Kat Holmes, a designer and founder of mismatch.design, talkes about 5 ways of how inclusive design accelerate inovation. She defines a signature trait of an inclusive solution as adabtability to the needs of a unique person, that is, applying new meanings to objects by adaptation (such as changing shapes, context, or purpose of an object) to solve problems. She also stresses that inclusive design has significant market opportunity in business by showing three examples, typing machine, PillPack, and Touchscreen.
Here are 5 ways that inclusion can fuel innovation.
Interrupt habits: Questioning the status quo and recognizing the exclusion around us.
Create constraints: Make the constraints clear by focusing on excluded communities. “Stronger constraints push designers and engineers to innovate”.
Leverage existing resources: Useing existing resources by applying a new lens and forming new combinations of existing solutions can work very well. Inclusive innovation does not have to be dramatic reinvention.

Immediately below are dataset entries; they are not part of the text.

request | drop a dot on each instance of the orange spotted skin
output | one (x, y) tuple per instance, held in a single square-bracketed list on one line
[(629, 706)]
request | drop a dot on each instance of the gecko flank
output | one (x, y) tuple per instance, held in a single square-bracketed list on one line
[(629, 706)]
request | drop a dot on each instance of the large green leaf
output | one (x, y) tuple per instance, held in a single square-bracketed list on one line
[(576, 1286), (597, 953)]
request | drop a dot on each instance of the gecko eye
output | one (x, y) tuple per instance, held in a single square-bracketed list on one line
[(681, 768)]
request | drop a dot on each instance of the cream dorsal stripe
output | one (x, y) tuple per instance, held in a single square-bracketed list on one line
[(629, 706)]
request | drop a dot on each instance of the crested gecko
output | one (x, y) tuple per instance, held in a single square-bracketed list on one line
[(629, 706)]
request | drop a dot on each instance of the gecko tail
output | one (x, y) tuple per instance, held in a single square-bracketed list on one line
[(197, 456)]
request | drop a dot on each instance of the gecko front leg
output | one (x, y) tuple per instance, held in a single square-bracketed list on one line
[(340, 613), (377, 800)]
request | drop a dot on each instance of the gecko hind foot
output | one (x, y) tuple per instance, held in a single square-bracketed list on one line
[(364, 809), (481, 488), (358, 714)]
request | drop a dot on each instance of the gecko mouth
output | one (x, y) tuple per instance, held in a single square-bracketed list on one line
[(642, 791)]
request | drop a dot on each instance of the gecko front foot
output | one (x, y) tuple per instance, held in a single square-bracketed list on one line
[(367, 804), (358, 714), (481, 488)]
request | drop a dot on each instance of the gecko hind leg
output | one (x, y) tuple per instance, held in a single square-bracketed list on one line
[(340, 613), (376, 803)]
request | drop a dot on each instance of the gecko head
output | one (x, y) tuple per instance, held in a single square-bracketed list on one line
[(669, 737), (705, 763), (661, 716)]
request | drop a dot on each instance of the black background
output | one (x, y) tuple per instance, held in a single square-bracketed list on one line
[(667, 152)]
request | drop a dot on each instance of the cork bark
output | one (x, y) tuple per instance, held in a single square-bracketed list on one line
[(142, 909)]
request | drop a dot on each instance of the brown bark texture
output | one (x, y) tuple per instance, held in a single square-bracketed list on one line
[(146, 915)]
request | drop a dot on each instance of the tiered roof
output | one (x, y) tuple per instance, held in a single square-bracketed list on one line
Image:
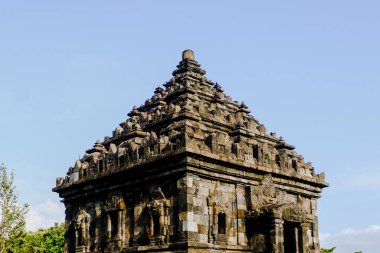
[(191, 114)]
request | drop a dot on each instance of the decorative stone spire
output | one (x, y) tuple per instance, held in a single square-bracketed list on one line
[(98, 147), (188, 64)]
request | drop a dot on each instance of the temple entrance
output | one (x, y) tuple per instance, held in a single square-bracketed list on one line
[(292, 237)]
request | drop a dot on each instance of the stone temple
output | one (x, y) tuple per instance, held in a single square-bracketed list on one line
[(191, 170)]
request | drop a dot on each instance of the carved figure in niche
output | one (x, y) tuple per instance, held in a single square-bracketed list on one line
[(218, 216), (259, 244), (156, 219), (264, 156), (82, 228)]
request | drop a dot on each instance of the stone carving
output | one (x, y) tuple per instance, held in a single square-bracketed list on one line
[(82, 228), (207, 153)]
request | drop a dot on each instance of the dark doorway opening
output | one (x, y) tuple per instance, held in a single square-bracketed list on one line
[(222, 223), (156, 224), (292, 237)]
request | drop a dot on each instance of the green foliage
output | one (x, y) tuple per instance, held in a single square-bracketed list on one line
[(328, 250), (49, 240), (12, 215)]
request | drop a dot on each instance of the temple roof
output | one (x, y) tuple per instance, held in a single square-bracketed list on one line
[(191, 113)]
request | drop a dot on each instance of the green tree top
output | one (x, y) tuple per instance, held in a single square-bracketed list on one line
[(12, 215)]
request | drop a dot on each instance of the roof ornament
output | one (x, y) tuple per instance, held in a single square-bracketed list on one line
[(134, 112), (218, 87), (188, 54)]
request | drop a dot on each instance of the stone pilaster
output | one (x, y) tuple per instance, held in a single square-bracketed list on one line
[(277, 235)]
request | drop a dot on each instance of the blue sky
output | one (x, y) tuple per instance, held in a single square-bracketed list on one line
[(70, 71)]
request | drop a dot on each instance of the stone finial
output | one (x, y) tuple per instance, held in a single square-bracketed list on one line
[(188, 54)]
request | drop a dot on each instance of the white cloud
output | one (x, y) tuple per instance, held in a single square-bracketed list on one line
[(44, 215), (350, 240)]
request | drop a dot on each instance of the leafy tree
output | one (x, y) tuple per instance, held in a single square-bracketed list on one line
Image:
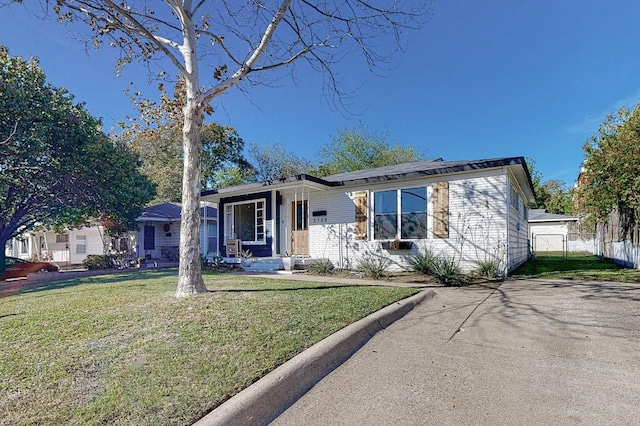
[(274, 162), (161, 153), (57, 168), (611, 177), (553, 196), (156, 137), (359, 149), (232, 43)]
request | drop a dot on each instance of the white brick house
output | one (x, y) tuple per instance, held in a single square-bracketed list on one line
[(473, 210)]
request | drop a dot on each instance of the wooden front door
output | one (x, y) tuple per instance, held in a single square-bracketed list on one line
[(300, 227)]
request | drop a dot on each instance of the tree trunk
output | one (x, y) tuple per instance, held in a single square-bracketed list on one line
[(190, 271), (3, 266)]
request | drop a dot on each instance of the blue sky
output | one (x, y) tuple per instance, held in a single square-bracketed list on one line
[(481, 79)]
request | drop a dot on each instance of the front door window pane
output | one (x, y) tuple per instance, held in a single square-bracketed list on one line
[(244, 218), (386, 215)]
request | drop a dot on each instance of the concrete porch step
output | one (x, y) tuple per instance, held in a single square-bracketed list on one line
[(266, 265)]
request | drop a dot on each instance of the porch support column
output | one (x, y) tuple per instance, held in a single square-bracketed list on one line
[(275, 223)]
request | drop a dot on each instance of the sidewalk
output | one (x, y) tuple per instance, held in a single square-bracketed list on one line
[(530, 352)]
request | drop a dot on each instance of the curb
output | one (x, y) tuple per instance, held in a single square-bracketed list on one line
[(266, 399)]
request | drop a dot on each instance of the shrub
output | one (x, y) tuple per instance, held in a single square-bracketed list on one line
[(99, 261), (374, 266), (423, 262), (490, 269), (447, 271), (321, 268)]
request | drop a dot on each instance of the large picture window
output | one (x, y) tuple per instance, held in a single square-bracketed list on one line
[(400, 214), (245, 221)]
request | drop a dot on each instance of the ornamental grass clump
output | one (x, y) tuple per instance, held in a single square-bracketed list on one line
[(447, 271), (424, 262), (490, 269)]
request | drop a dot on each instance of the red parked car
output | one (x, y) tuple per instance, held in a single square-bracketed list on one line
[(17, 268)]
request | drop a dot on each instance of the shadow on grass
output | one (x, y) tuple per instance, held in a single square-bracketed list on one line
[(278, 289), (10, 288)]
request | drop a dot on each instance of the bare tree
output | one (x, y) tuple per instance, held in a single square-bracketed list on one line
[(217, 45)]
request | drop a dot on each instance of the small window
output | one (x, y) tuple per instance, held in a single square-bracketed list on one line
[(245, 221), (400, 214), (81, 244), (24, 247)]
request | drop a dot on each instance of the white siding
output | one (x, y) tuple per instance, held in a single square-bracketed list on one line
[(518, 246), (477, 223)]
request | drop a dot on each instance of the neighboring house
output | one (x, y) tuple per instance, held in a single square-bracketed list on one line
[(70, 247), (159, 231), (471, 210), (549, 231)]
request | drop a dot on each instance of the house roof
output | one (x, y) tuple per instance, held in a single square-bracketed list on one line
[(168, 212), (540, 215), (396, 172)]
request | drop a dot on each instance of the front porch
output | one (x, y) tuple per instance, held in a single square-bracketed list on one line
[(272, 222)]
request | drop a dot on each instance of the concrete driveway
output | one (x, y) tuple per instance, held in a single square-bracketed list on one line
[(530, 352)]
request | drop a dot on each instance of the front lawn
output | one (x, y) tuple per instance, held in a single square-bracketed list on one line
[(123, 350), (584, 267)]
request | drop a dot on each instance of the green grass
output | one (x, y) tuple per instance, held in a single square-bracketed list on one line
[(123, 350), (576, 267)]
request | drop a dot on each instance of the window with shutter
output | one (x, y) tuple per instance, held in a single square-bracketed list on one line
[(360, 200), (441, 209)]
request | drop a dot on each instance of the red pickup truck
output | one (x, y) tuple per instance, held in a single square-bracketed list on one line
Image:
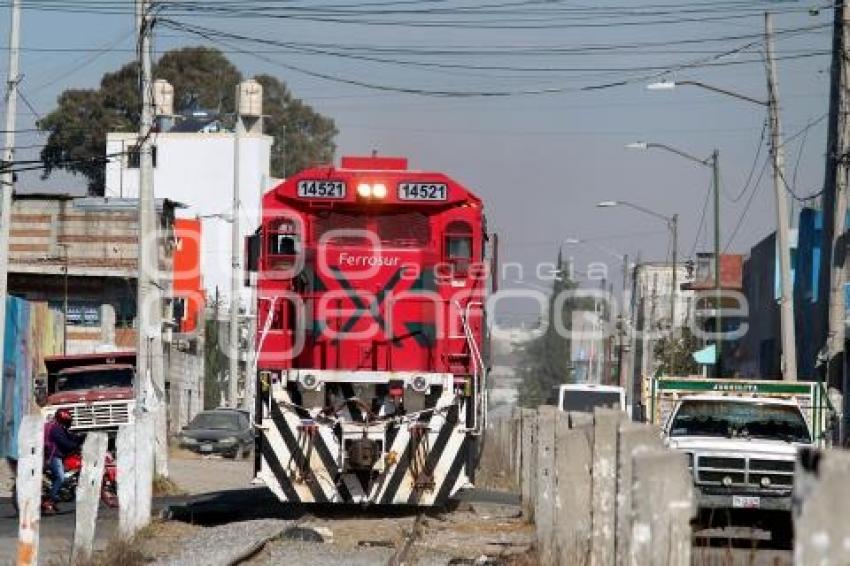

Increase customer engagement: “Inclusive design helps to remove obstacles, or mismatches, and reduces the friction in customer experience”. Sounds like, solutions that customer loves.
Minimizes risk: Start thinking about inclusive design from the beginning. “If teams treat accessibility and inclusion as an afterthought, products may end up not meeting legal standards for accessibility, or (inadvertently) discriminatory solutions may face public outcry, ultimately requiring significant investments to address”.
Overview of Guidelines
11 topics in total. They are about accessibility standards that must be met by every exibition presented at or by the Smithsonian.
10. Emergency Egress
Got interested in this section because I think this is the most important (life relevant) topic. Surprisingly there are only 2 pages without any visual description and I wonder if the information is enough or not. It says to refer to Smithsonian Guidelines for Accessible Design for Facilities and Sites, but I cannot find the link.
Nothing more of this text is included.